Probably the biggest thing is that I decided that I won't be as accepting of everything. A few years ago I was a hard lined SJW. I was very picky about word choices, even if they weren't meant to be offensive. But, as I've spent less time online, and have had a period of relaxation from all the stress I endured in college, I've gotten less picky about things.
Not that I'm some anti-SJW type now listening to Ben Shapiro or anything. But, I guess you can say that I'm less woke. I remember there being arguments about using "stupid" and "crazy" to describe certain things and how that can be offensive to nuerodivergent people. I think that's a dumb conversation to have, but two years ago I would have tried to take those words out of my vocabulary (in fact I think that's exactly what I tried to do).
There's other stuff like people using "bat/batself" as pronouns, or "neopronouns," or people saying how "folx" made them feel included. I think there was a part of me that found that a little weird, but now I can finally admit to myself that it is ridiculous.
The most ridiculous stuff out there are people who think they're witches, or the new age revival of Astrology.
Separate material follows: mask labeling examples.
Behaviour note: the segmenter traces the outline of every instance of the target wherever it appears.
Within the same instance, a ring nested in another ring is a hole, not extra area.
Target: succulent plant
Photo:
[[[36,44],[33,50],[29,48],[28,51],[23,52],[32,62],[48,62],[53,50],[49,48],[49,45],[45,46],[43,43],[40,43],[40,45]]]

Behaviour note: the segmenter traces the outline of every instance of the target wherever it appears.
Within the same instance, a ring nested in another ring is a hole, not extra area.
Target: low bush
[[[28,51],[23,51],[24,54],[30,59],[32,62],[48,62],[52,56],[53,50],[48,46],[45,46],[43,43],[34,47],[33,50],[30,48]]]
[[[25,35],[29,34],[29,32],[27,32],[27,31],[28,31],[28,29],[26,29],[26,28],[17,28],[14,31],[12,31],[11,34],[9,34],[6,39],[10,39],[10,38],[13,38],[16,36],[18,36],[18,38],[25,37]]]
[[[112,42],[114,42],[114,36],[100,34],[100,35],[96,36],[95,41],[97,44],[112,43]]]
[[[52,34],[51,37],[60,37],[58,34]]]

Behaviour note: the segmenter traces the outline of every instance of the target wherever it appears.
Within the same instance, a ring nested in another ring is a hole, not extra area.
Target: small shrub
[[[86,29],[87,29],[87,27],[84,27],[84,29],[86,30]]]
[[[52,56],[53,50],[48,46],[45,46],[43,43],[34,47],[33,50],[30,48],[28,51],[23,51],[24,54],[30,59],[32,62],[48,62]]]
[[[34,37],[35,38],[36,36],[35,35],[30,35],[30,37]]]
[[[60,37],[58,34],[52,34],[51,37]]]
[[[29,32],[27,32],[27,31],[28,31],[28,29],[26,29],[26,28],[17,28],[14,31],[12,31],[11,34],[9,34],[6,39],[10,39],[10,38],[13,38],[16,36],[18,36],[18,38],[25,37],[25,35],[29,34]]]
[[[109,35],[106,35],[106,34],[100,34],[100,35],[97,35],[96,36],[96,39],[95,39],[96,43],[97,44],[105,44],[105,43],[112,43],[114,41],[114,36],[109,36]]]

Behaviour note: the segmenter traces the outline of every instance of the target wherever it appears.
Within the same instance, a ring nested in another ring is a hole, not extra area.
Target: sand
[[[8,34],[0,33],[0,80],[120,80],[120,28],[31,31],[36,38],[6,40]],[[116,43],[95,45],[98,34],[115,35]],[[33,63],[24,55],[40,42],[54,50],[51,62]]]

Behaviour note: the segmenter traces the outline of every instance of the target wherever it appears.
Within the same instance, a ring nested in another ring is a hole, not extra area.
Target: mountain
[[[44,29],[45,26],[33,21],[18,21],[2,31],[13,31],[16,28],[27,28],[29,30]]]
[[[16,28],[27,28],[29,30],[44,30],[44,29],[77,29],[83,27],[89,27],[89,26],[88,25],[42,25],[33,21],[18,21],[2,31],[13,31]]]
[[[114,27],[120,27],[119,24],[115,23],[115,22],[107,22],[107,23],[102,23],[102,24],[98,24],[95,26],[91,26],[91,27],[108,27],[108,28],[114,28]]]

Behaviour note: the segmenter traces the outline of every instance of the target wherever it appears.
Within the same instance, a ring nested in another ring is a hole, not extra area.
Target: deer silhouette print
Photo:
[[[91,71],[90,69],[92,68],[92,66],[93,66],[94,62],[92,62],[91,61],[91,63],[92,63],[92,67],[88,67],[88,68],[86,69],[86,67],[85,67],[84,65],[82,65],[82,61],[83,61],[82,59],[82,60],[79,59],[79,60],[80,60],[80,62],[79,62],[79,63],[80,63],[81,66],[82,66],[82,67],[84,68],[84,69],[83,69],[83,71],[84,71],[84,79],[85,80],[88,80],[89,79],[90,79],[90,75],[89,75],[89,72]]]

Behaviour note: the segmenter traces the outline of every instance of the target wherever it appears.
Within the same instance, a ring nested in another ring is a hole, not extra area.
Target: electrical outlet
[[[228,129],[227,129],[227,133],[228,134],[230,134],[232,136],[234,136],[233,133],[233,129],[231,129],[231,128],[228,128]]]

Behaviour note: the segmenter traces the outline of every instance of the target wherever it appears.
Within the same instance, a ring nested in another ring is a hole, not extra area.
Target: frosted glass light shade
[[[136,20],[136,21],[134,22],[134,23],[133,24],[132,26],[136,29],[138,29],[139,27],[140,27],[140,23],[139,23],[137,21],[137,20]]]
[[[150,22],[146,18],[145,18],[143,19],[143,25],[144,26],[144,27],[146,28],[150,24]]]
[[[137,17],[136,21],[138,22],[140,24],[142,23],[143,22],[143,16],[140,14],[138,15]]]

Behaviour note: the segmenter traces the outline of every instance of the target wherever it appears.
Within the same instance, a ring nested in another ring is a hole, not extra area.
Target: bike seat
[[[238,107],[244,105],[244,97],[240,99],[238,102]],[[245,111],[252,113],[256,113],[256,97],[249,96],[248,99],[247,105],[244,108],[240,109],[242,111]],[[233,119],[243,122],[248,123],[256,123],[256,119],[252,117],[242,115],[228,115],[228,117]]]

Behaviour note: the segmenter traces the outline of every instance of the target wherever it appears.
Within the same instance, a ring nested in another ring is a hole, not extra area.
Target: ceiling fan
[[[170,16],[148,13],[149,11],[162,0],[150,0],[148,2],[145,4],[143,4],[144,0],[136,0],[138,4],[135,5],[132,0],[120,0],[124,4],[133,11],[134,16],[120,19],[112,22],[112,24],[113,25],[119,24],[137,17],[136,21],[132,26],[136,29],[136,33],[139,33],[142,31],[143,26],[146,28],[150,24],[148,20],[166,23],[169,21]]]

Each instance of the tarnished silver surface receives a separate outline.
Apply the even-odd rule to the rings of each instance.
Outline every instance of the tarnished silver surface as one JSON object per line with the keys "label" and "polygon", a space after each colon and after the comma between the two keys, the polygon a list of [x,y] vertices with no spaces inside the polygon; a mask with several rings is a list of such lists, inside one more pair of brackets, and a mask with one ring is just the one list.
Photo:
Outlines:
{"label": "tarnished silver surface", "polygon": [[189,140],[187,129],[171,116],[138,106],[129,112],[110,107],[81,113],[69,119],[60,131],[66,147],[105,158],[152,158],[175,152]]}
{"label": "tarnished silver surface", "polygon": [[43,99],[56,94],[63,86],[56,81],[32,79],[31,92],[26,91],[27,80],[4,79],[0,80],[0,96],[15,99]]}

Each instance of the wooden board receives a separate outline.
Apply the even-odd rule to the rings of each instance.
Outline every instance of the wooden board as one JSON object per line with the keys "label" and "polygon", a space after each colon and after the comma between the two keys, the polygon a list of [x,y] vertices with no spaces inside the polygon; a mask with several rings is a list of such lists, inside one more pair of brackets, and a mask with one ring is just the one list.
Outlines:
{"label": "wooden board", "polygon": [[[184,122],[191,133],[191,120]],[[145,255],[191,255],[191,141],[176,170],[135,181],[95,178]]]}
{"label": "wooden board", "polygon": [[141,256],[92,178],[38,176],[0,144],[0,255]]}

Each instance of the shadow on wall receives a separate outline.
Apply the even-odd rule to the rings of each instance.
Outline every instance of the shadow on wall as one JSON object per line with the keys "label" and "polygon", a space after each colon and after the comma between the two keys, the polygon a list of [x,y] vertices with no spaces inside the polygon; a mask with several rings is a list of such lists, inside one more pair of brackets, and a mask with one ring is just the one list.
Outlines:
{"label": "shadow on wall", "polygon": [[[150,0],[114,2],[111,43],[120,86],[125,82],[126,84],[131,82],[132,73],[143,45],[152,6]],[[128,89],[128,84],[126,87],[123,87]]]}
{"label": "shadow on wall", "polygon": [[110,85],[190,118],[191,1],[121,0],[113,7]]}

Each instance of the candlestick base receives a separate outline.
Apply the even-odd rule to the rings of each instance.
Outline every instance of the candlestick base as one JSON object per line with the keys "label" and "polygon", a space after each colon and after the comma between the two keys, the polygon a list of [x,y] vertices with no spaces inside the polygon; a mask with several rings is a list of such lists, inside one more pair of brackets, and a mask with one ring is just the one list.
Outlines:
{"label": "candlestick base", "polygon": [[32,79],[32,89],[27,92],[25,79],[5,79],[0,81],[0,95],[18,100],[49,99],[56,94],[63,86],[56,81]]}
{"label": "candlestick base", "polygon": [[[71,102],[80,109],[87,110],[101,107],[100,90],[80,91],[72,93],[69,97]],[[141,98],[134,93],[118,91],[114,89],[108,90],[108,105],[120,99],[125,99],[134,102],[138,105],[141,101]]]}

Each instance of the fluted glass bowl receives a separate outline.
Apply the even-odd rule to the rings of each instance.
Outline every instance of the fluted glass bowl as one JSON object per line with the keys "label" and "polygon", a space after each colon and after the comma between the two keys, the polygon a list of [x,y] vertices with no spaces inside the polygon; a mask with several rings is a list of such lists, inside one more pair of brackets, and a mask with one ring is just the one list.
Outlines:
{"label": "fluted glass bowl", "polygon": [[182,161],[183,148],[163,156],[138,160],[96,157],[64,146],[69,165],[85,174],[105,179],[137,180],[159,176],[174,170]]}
The frustrating part is when people tie these things to feminism, and how if you find these things embarrassing and cringe-inducing you're a sexist bigot (in certain corners of the internet anyway). I always found that stuff ridiculous, and I think that was the starting point. When I would hang around leftist twitter there was an abundance of these types of people, and I felt forced to be accepting of them. Logging off made me realize that this is not what most people are like, so I felt relieved about that. I felt relieved to be around normal people for a change.